7K - zazpika astekaria
PSICOLOGÍA

¿Aprender ahora?


Podemos aprender durante toda la vida. Está en el ADN de las personas, ya que durante miles de años aprender ha sido la única manera de afrontar los retos que constantemente plantea el entorno. Las primeras veces de prácticamente cualquier cosa que hacemos suelen dejar mucho que desear en cuanto a los resultados y, sin embargo, la experiencia de «romper el hielo» con lo que sea que estemos iniciando tiene un valor inestimable. Al mismo tiempo, curiosamente, a pesar de saber que es imposible comenzar sabiendo, las personas por naturaleza tratamos de huir de lo que nos provoque incomodidad, sensación de incompetencia e incertidumbre. Y si hay algo que caracterice las primeras veces es precisamente este tipo de sensaciones, aunque no solo.

Por otro lado, iniciar algo de cero nos coloca en una encrucijada, en un instante en el que cualquier resultado es posible, en el que el descubrimiento también nos ilusiona, nos estimula y nos hace soñar. Así que si ponemos estas circunstancias juntas, las primeras veces suelen suponer un conflicto y generan estrés.

Quizá sea ésta la razón por la que a medida que pasa el tiempo, los años, las personas estamos menos abiertas a nuevas experiencias, o mejor dicho, a experimentarnos como aprendices, perdidos o simplemente ignorantes o poco hábiles. Por la manera en la que hemos construido la madurez, parece como si ese camino por el paso de los años tuviera que dar lugar a más respuestas y menos preguntas y por tanto a más solidez, coherencia, sabiduría. Y sin duda aprender sobre el mundo nos ayuda a predecirlo y a adaptarnos mejor a él, pero las circunstancias que nos rodean son cambiantes y nosotros mismos también. Sin embargo, la idea de iniciar un aprendizaje sobre una faceta de dicho entorno parece reservada a los niños, adolescentes o jóvenes, y a partir de ahí la idea de adquirir nuevos conocimientos parece extraña a no ser que esté asociada a una profesión. «¿Y ahora te has puesto a estudiar eso? ¿qué pasa, que con lo tuyo no encuentras trabajo?» o «¿y de qué te va a servir aprender ese idioma ahora?» son preguntas en particular para quienes en teoría «ya deberían saber lo que quieren».

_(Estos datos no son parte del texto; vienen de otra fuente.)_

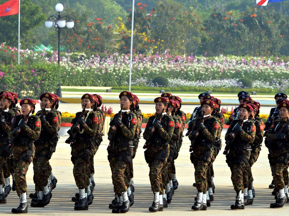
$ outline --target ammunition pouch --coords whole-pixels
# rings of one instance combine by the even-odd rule
[[[166,149],[162,149],[157,154],[155,159],[158,160],[162,162],[164,162],[168,158],[168,151]]]
[[[191,160],[192,163],[194,164],[194,152],[191,152],[190,156],[190,159]]]
[[[121,151],[118,154],[117,157],[118,161],[124,161],[130,164],[132,162],[132,152],[131,148],[129,147],[125,151]]]
[[[147,164],[151,164],[153,161],[153,158],[149,155],[147,150],[146,150],[144,152],[144,159]]]

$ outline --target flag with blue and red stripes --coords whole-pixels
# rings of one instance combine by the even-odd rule
[[[268,3],[285,1],[286,0],[256,0],[256,3],[260,6],[266,6]]]

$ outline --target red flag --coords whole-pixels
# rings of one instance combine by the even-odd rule
[[[19,13],[19,0],[10,0],[0,5],[0,16],[10,16]]]

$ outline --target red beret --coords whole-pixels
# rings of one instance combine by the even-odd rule
[[[134,95],[132,94],[131,92],[124,91],[119,94],[119,96],[118,96],[119,99],[121,99],[121,97],[124,95],[127,96],[128,98],[132,101],[134,100]]]
[[[251,106],[251,105],[250,104],[247,104],[247,103],[242,103],[239,106],[239,107],[240,109],[241,108],[245,109],[250,113],[253,111],[253,108]]]
[[[156,103],[160,102],[168,103],[169,100],[168,98],[165,97],[158,97],[155,99],[153,101]]]
[[[35,108],[35,104],[36,104],[36,103],[33,100],[29,99],[29,98],[25,98],[24,99],[22,99],[20,102],[20,105],[22,106],[23,104],[25,103],[32,105],[34,107],[34,108]]]
[[[56,97],[54,96],[54,94],[52,94],[51,93],[49,93],[48,92],[43,93],[41,94],[40,96],[39,99],[41,101],[43,98],[45,97],[47,98],[49,100],[52,101],[53,101],[53,103],[55,102],[55,101],[56,100]]]
[[[13,102],[13,101],[14,100],[14,98],[10,93],[6,93],[0,95],[0,98],[8,99],[12,102]]]
[[[180,104],[180,102],[179,102],[178,101],[177,101],[175,99],[172,99],[170,101],[173,101],[175,102],[175,107],[176,108],[180,108],[181,107],[181,105]]]
[[[280,109],[282,107],[289,108],[289,103],[285,103],[279,104],[279,106],[278,106],[278,109]]]
[[[173,96],[170,97],[170,98],[168,99],[170,100],[172,100],[172,99],[177,100],[179,101],[179,102],[180,102],[180,103],[181,103],[181,98],[179,97],[178,97],[177,96],[173,95]]]
[[[221,104],[221,100],[220,100],[220,99],[218,99],[216,98],[212,98],[212,99],[211,99],[210,100],[212,101],[213,101],[215,103],[218,103],[219,104]]]
[[[249,104],[254,104],[258,107],[258,109],[260,109],[261,108],[261,105],[260,105],[260,103],[258,101],[246,101],[246,103]]]
[[[214,97],[213,96],[209,95],[206,95],[203,98],[203,100],[204,101],[205,100],[211,100],[214,98]]]
[[[12,92],[9,92],[9,93],[11,94],[11,95],[13,96],[13,97],[14,98],[14,100],[18,99],[18,95],[17,94],[17,93],[14,93]]]
[[[203,101],[202,103],[201,104],[201,108],[205,104],[210,105],[214,109],[216,109],[216,104],[214,101],[211,101],[210,100],[205,100]]]
[[[90,99],[93,102],[95,102],[95,97],[92,94],[86,93],[82,95],[82,96],[81,97],[81,99],[83,100],[87,98],[88,99]]]
[[[166,92],[162,94],[161,97],[163,97],[169,98],[170,97],[171,97],[172,96],[173,96],[173,95],[171,94],[171,93],[168,93],[167,92]]]

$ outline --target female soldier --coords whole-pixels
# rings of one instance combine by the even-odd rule
[[[143,133],[147,141],[144,148],[144,158],[149,167],[149,179],[153,192],[153,204],[149,211],[155,212],[163,210],[163,188],[161,170],[168,158],[168,144],[171,141],[174,122],[171,116],[166,115],[168,98],[162,97],[155,99],[156,115],[149,119]]]
[[[266,134],[269,140],[267,147],[270,154],[268,157],[273,170],[273,180],[277,194],[276,202],[271,208],[281,208],[287,201],[284,189],[288,193],[288,179],[283,177],[283,172],[288,167],[289,160],[289,142],[288,141],[289,125],[289,103],[284,103],[278,106],[280,118],[274,121]]]
[[[48,188],[50,176],[49,160],[51,158],[55,145],[54,139],[59,129],[58,115],[51,109],[55,102],[54,95],[46,92],[40,98],[42,110],[36,115],[41,121],[41,132],[39,139],[35,143],[35,154],[33,160],[33,169],[35,178],[35,191],[37,199],[34,200],[32,207],[43,207],[48,204],[52,197],[51,190]]]
[[[212,115],[216,108],[216,105],[209,100],[202,102],[203,116],[196,120],[190,135],[192,141],[190,151],[193,151],[191,153],[191,160],[195,168],[196,186],[198,190],[197,200],[192,207],[193,210],[207,210],[206,173],[213,154],[213,145],[220,126],[217,119]]]
[[[70,144],[71,161],[74,179],[79,191],[79,199],[75,202],[75,210],[87,210],[88,206],[92,203],[88,172],[98,122],[97,115],[92,110],[95,98],[95,96],[88,94],[82,96],[82,111],[77,113],[71,122],[73,125],[70,134],[74,138]]]
[[[226,162],[231,169],[231,179],[237,193],[235,204],[231,206],[232,209],[245,208],[243,190],[244,187],[248,187],[248,182],[244,182],[243,179],[246,179],[248,175],[250,145],[254,141],[256,133],[255,124],[249,119],[253,108],[244,103],[239,108],[239,119],[233,120],[225,136],[226,141],[230,142],[226,143],[228,149]]]
[[[107,148],[112,183],[119,204],[113,209],[114,213],[127,212],[133,203],[130,201],[132,201],[133,195],[126,174],[132,161],[133,139],[137,123],[136,116],[131,111],[134,95],[125,91],[119,97],[122,109],[110,123],[108,138],[110,141]]]
[[[5,197],[11,190],[9,182],[9,171],[6,162],[12,153],[11,140],[8,134],[15,113],[9,108],[14,99],[9,93],[0,96],[0,204],[6,203]],[[4,169],[4,167],[6,168]],[[4,182],[5,186],[3,188],[3,184]]]
[[[32,115],[36,103],[28,98],[20,102],[23,114],[16,116],[11,127],[11,136],[14,138],[13,148],[13,162],[15,171],[16,192],[20,198],[18,208],[12,209],[13,213],[27,213],[28,205],[26,199],[27,185],[25,176],[29,164],[35,154],[34,142],[38,139],[41,130],[39,117]]]

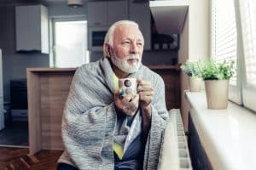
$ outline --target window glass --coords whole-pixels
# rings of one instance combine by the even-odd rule
[[[55,21],[54,27],[54,66],[79,67],[88,63],[87,22]]]

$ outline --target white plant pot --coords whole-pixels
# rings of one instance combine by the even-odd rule
[[[208,109],[228,107],[229,80],[205,80]]]
[[[189,91],[190,92],[200,92],[201,78],[196,76],[189,76]]]

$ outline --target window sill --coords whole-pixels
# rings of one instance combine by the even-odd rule
[[[256,114],[229,102],[208,110],[204,92],[186,92],[190,116],[213,169],[256,167]]]

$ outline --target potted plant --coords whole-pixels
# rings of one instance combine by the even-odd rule
[[[228,106],[229,82],[234,75],[234,61],[217,63],[206,61],[201,67],[205,82],[208,109],[226,109]]]
[[[200,92],[201,84],[201,67],[199,62],[187,60],[181,69],[189,76],[190,92]]]

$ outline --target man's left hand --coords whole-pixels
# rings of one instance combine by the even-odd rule
[[[151,116],[150,104],[153,100],[154,88],[150,82],[137,79],[138,86],[137,88],[137,94],[140,96],[140,106],[143,110],[149,111]]]

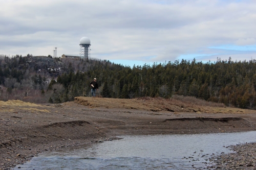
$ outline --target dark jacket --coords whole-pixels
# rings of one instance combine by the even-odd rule
[[[92,84],[93,85],[93,87],[92,87]],[[98,83],[97,83],[97,82],[94,82],[94,81],[93,81],[91,82],[91,83],[90,83],[90,85],[91,86],[91,87],[92,87],[92,88],[93,88],[94,89],[97,89],[99,88],[99,87],[98,87]]]

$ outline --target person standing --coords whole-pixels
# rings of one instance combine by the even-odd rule
[[[92,89],[91,89],[91,91],[92,92],[92,96],[95,97],[96,96],[96,92],[97,89],[99,89],[98,87],[98,83],[96,82],[96,78],[94,78],[93,81],[90,83]]]

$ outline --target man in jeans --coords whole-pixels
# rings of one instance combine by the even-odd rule
[[[98,83],[96,82],[96,78],[94,78],[93,81],[90,83],[92,89],[91,89],[91,91],[92,92],[92,97],[95,97],[96,96],[96,92],[97,89],[99,89],[98,87]]]

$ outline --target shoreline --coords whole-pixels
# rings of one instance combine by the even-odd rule
[[[73,102],[26,108],[0,111],[0,170],[11,169],[39,153],[116,139],[118,135],[256,130],[256,116],[252,114],[94,108]]]

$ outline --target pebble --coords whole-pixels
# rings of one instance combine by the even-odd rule
[[[213,156],[213,164],[208,169],[256,169],[256,143],[231,145],[234,151],[228,154]]]

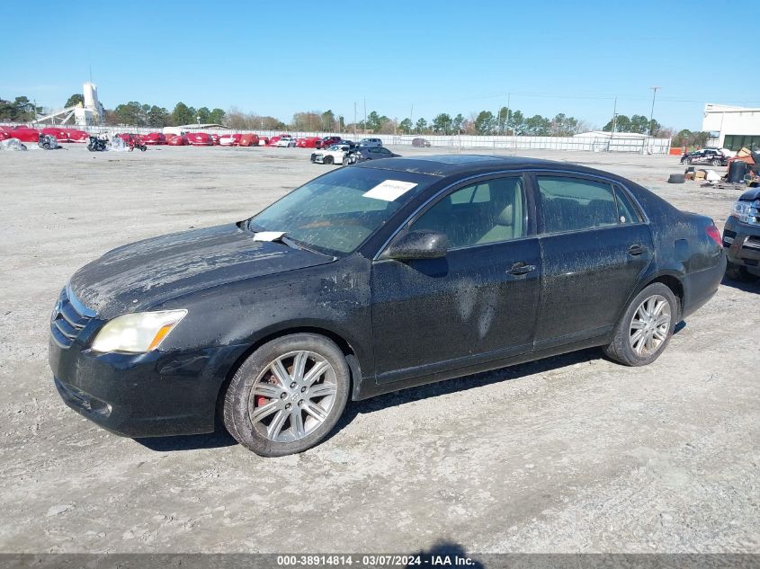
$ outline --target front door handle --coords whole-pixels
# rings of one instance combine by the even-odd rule
[[[647,251],[646,247],[642,247],[639,244],[636,244],[634,245],[630,245],[628,248],[628,254],[636,256],[636,255],[640,255],[642,253],[645,253],[646,251]]]
[[[531,272],[532,271],[535,271],[535,270],[536,270],[536,265],[526,265],[524,262],[523,262],[521,261],[521,262],[515,262],[514,265],[512,265],[512,269],[509,269],[506,271],[506,274],[523,275],[523,274],[526,274],[526,273]]]

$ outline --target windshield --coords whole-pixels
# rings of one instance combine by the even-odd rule
[[[297,243],[331,254],[351,253],[436,180],[407,172],[341,168],[294,190],[251,218],[248,227],[285,232]]]

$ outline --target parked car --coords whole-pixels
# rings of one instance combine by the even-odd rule
[[[317,148],[329,148],[334,144],[337,144],[341,141],[340,137],[325,137],[324,138],[319,138],[317,141]]]
[[[296,146],[299,148],[317,148],[317,144],[322,140],[319,137],[305,137],[296,140]]]
[[[380,138],[362,138],[359,141],[360,147],[381,147],[382,140]]]
[[[314,164],[351,164],[349,158],[350,147],[348,145],[335,144],[329,148],[315,150],[311,153],[310,160]]]
[[[147,145],[164,145],[166,144],[166,136],[161,132],[150,132],[140,137],[140,140]]]
[[[351,153],[351,163],[364,162],[365,160],[378,160],[379,158],[398,158],[400,154],[395,154],[384,147],[359,147]]]
[[[214,139],[210,134],[205,132],[189,132],[187,135],[187,142],[193,147],[212,147],[214,146]]]
[[[729,163],[729,156],[720,150],[703,148],[689,152],[681,156],[681,164],[709,164],[713,166],[725,166]]]
[[[270,141],[270,144],[281,148],[294,148],[296,146],[296,139],[291,136],[282,136],[280,138],[277,138],[277,140],[275,140],[273,143]]]
[[[69,142],[89,142],[90,135],[77,129],[67,129]]]
[[[222,147],[237,147],[240,144],[242,134],[223,134],[219,137],[219,145]]]
[[[725,268],[710,218],[615,174],[392,158],[106,253],[61,290],[49,358],[67,405],[116,433],[219,420],[282,456],[349,400],[594,346],[649,364]]]
[[[183,134],[170,134],[166,137],[166,144],[170,147],[186,147],[190,143]]]
[[[257,147],[261,145],[261,141],[257,134],[244,134],[240,137],[238,144],[241,147]]]
[[[58,127],[46,127],[41,130],[42,134],[49,135],[56,139],[56,142],[68,142],[68,131],[66,129]]]
[[[760,188],[750,188],[739,196],[723,227],[726,275],[734,280],[760,277]]]

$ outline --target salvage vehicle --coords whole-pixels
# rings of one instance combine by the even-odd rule
[[[356,146],[353,142],[342,140],[329,148],[312,152],[310,159],[313,164],[342,164],[345,166],[356,162],[352,159],[352,153],[355,149]]]
[[[726,276],[734,280],[760,277],[760,188],[750,188],[734,203],[723,227],[723,246]]]
[[[87,150],[90,152],[105,152],[108,149],[108,139],[100,137],[90,136],[90,142],[87,143]]]
[[[710,218],[612,173],[389,158],[104,253],[61,290],[49,359],[66,404],[113,432],[219,420],[282,456],[349,400],[594,346],[652,363],[725,268]]]
[[[725,166],[728,163],[729,156],[713,148],[695,150],[681,156],[681,164],[709,164],[713,166]]]
[[[362,138],[359,141],[360,147],[381,147],[382,140],[380,138]]]
[[[341,141],[340,137],[325,137],[324,138],[319,138],[317,141],[317,148],[329,148],[334,144],[337,144]]]

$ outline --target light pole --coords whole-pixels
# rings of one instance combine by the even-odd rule
[[[652,120],[655,118],[655,97],[657,95],[657,90],[662,87],[649,87],[652,90],[652,111],[649,113],[649,136],[652,136]]]

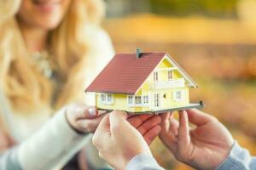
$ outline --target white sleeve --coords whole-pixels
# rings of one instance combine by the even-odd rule
[[[31,138],[18,146],[17,157],[22,169],[61,168],[89,140],[67,124],[63,108]]]

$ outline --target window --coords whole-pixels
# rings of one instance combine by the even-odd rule
[[[108,102],[111,103],[113,101],[112,95],[108,94]]]
[[[143,96],[143,104],[148,104],[148,95]]]
[[[106,102],[106,94],[102,94],[101,97],[102,97],[102,102]]]
[[[173,99],[176,101],[179,101],[183,99],[183,92],[182,91],[175,91],[173,93]]]
[[[101,94],[101,100],[103,104],[110,105],[113,102],[113,97],[112,94]]]
[[[142,96],[135,96],[135,104],[142,104]]]
[[[157,71],[154,71],[154,82],[157,82],[157,81],[158,81],[158,72],[157,72]]]
[[[154,107],[159,107],[159,94],[155,94],[154,97]]]
[[[168,80],[172,80],[172,71],[168,71]]]
[[[128,104],[132,105],[132,96],[128,96]]]

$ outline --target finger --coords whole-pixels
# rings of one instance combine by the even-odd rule
[[[160,117],[162,119],[161,121],[161,129],[163,132],[167,133],[170,128],[170,116],[172,113],[164,113],[160,115]]]
[[[202,126],[214,119],[212,116],[196,109],[187,110],[187,112],[189,122],[196,126]]]
[[[125,111],[113,110],[109,114],[110,130],[112,133],[121,131],[123,127],[131,126],[127,122],[128,115]]]
[[[72,105],[68,107],[68,110],[75,114],[76,120],[90,119],[98,116],[98,110],[96,107],[85,105]]]
[[[161,127],[160,125],[157,125],[149,129],[148,132],[146,132],[146,133],[143,135],[143,138],[148,145],[158,136],[160,131]]]
[[[79,131],[93,133],[96,131],[104,116],[106,116],[106,114],[101,115],[94,119],[80,119],[77,121],[77,128],[79,129]]]
[[[175,118],[170,118],[170,129],[169,131],[176,138],[178,134],[179,122]]]
[[[149,119],[152,117],[154,115],[152,114],[143,114],[143,115],[136,115],[130,116],[127,121],[130,122],[131,126],[134,128],[138,128],[141,126],[147,119]]]
[[[109,141],[110,137],[109,114],[108,114],[96,128],[92,137],[92,143],[96,148],[101,149],[105,142]]]
[[[168,128],[168,128],[167,130],[163,130],[163,126],[161,126],[162,130],[160,137],[162,140],[166,140],[166,142],[168,143],[177,142],[179,122],[172,116],[169,117],[168,122]]]
[[[156,125],[160,124],[160,122],[161,118],[159,116],[154,116],[146,120],[140,127],[138,127],[137,130],[141,133],[142,135],[144,135],[147,131],[155,127]]]
[[[190,143],[189,126],[188,113],[185,110],[178,112],[179,115],[179,128],[178,128],[178,141],[177,144],[180,149],[188,146]]]

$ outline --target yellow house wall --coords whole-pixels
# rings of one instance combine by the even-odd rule
[[[170,68],[172,65],[167,60],[164,60],[162,63],[160,63],[156,69],[160,68]],[[168,81],[168,72],[167,71],[159,71],[159,81],[165,82]],[[139,91],[136,95],[148,95],[149,97],[149,104],[150,106],[148,107],[129,107],[127,102],[127,95],[125,94],[113,94],[113,103],[112,105],[105,105],[101,102],[101,95],[97,94],[96,95],[96,106],[102,109],[108,109],[108,110],[126,110],[131,112],[140,112],[140,111],[150,111],[152,110],[164,110],[164,109],[170,109],[177,106],[183,106],[186,105],[189,103],[189,88],[185,85],[182,88],[171,88],[167,89],[154,89],[154,76],[150,74],[148,77],[147,81],[143,84],[140,88]],[[172,78],[183,78],[180,73],[174,70],[172,71]],[[181,90],[183,93],[183,100],[175,101],[173,100],[173,92]],[[160,94],[160,107],[154,108],[154,94]],[[166,98],[164,98],[164,94],[166,94]],[[143,99],[143,97],[142,97]]]

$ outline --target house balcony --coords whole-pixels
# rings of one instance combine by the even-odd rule
[[[154,82],[154,88],[156,89],[165,89],[171,88],[183,88],[185,86],[185,80],[183,78],[173,79],[165,82]]]

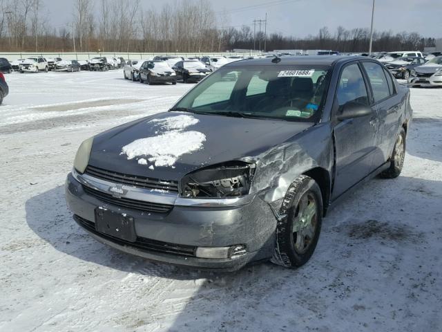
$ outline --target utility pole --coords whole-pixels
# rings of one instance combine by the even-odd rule
[[[373,18],[374,17],[374,0],[373,0],[373,8],[372,8],[372,28],[370,28],[370,44],[368,46],[368,55],[372,55],[372,44],[373,43]]]

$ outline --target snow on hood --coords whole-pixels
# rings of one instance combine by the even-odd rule
[[[183,154],[191,154],[202,148],[206,136],[200,131],[186,131],[188,127],[196,124],[199,120],[187,115],[170,116],[162,119],[153,119],[148,123],[158,126],[164,133],[156,136],[140,138],[125,145],[122,154],[128,160],[136,157],[140,165],[155,167],[172,166]]]

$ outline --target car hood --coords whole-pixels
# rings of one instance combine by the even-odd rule
[[[126,174],[179,181],[204,166],[244,157],[253,158],[312,125],[309,122],[161,113],[95,136],[89,163]],[[149,159],[155,154],[151,151],[155,149],[155,145],[156,161],[151,161]],[[180,154],[182,150],[177,153],[177,149],[187,151]],[[149,153],[146,154],[146,149]],[[177,155],[171,164],[157,165],[164,161],[163,157],[167,164],[171,156]]]
[[[440,71],[441,69],[442,69],[442,65],[439,64],[431,64],[431,65],[423,65],[423,66],[419,66],[418,67],[415,67],[414,70],[417,72],[417,73],[421,73],[423,74],[431,74],[431,73],[434,73],[438,71]]]

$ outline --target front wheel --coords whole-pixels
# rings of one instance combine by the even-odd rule
[[[381,177],[384,178],[397,178],[402,172],[403,161],[405,158],[405,131],[401,129],[401,132],[396,139],[393,154],[390,158],[390,167],[381,173]]]
[[[288,268],[304,265],[318,243],[323,222],[323,199],[316,182],[300,176],[290,185],[276,226],[275,252],[271,261]]]

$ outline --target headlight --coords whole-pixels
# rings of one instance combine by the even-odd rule
[[[225,198],[249,194],[256,166],[232,161],[198,169],[181,181],[181,196],[187,198]]]
[[[93,140],[93,137],[88,138],[83,142],[80,145],[80,147],[78,148],[78,151],[75,155],[75,159],[74,160],[74,167],[80,173],[84,172],[86,167],[88,166]]]

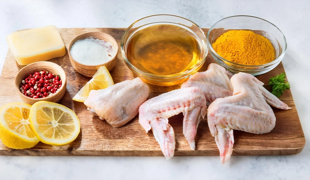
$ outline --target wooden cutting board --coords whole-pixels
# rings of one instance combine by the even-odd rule
[[[137,116],[126,125],[113,127],[105,121],[91,115],[82,103],[72,100],[73,96],[90,79],[76,71],[71,65],[68,49],[70,41],[76,36],[88,32],[100,31],[113,37],[120,45],[124,28],[64,28],[58,29],[67,51],[62,57],[50,61],[61,66],[67,74],[67,90],[59,102],[75,112],[81,121],[81,132],[70,144],[56,147],[39,143],[30,149],[14,150],[0,143],[0,155],[4,156],[163,156],[159,145],[151,132],[148,134],[140,125]],[[206,34],[209,29],[203,29]],[[120,48],[119,48],[120,49]],[[210,54],[210,53],[209,53]],[[208,65],[215,62],[208,54],[200,70],[206,70]],[[15,76],[22,66],[16,62],[9,50],[0,77],[0,107],[12,102],[22,102],[14,90]],[[272,71],[257,77],[268,85],[269,79],[284,72],[282,63]],[[120,52],[116,65],[110,72],[115,83],[135,78],[124,63]],[[149,85],[149,98],[179,88],[180,85],[161,87]],[[266,87],[268,89],[268,86]],[[233,155],[290,155],[300,152],[305,143],[305,137],[290,90],[285,90],[280,99],[293,109],[283,110],[273,108],[277,118],[276,126],[270,133],[255,134],[234,130],[235,143]],[[202,120],[195,138],[196,150],[190,149],[183,134],[183,116],[169,119],[173,128],[176,143],[175,156],[219,156],[214,138],[211,135],[207,120]]]

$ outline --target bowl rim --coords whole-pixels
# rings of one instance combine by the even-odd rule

Crecer es difícil, intelectual, emocional o relacionalmente; evolucionar implica cambiar quienes venimos siendo, en algún aspecto, para dar cabida a nuevas facetas, e incluso a nuevas formas de ser y estar en la relación con el mundo que nos rodea. Pueden ser cambios superficiales o suponer giros profundos y es que, por un lado, es algo que nos sucede espontáneamente por el propio vivir pero buscarlo activamente a veces resulta un desafío no exento de vulnerabilidad. De la misma manera, la gente que nos rodea también puede sentirse vulnerable ante nuestro cambio, bien por empatía al notar la nuestra en ese tránsito, bien por la incomodidad que pueden suponerles nuestros virajes.

En función del grado del cambio, puede aparecer el temor a que a partir de ahora deseemos otras cosas, nos abramos a otras relaciones y dejemos las antiguas atrás, o simplemente desafiemos lo que antes era sólido para ellos. Aprender, crecer y realmente cambiar termina siendo un embrollo tanto por dentro como por fuera, y al mismo tiempo, para algunas personas (si no para todas), girar en su evolución es algo irrenunciable. Entre otras cosas porque del otro lado de aquellas primeras veces espera la vitalidad de descubrir, estar vivo y notarlo por tener que adaptarse a un nuevo entorno interno o externo, la ilusión de tener que inventarse la vida y construirse un “nuevo traje” para caminar por ella de una manera también nueva. No es que todo lo nuevo vaya a ser mejor, pero cuando se mueven las tripas ante ello, la incertidumbre de no saber puede pasar a ser solo un mal necesario.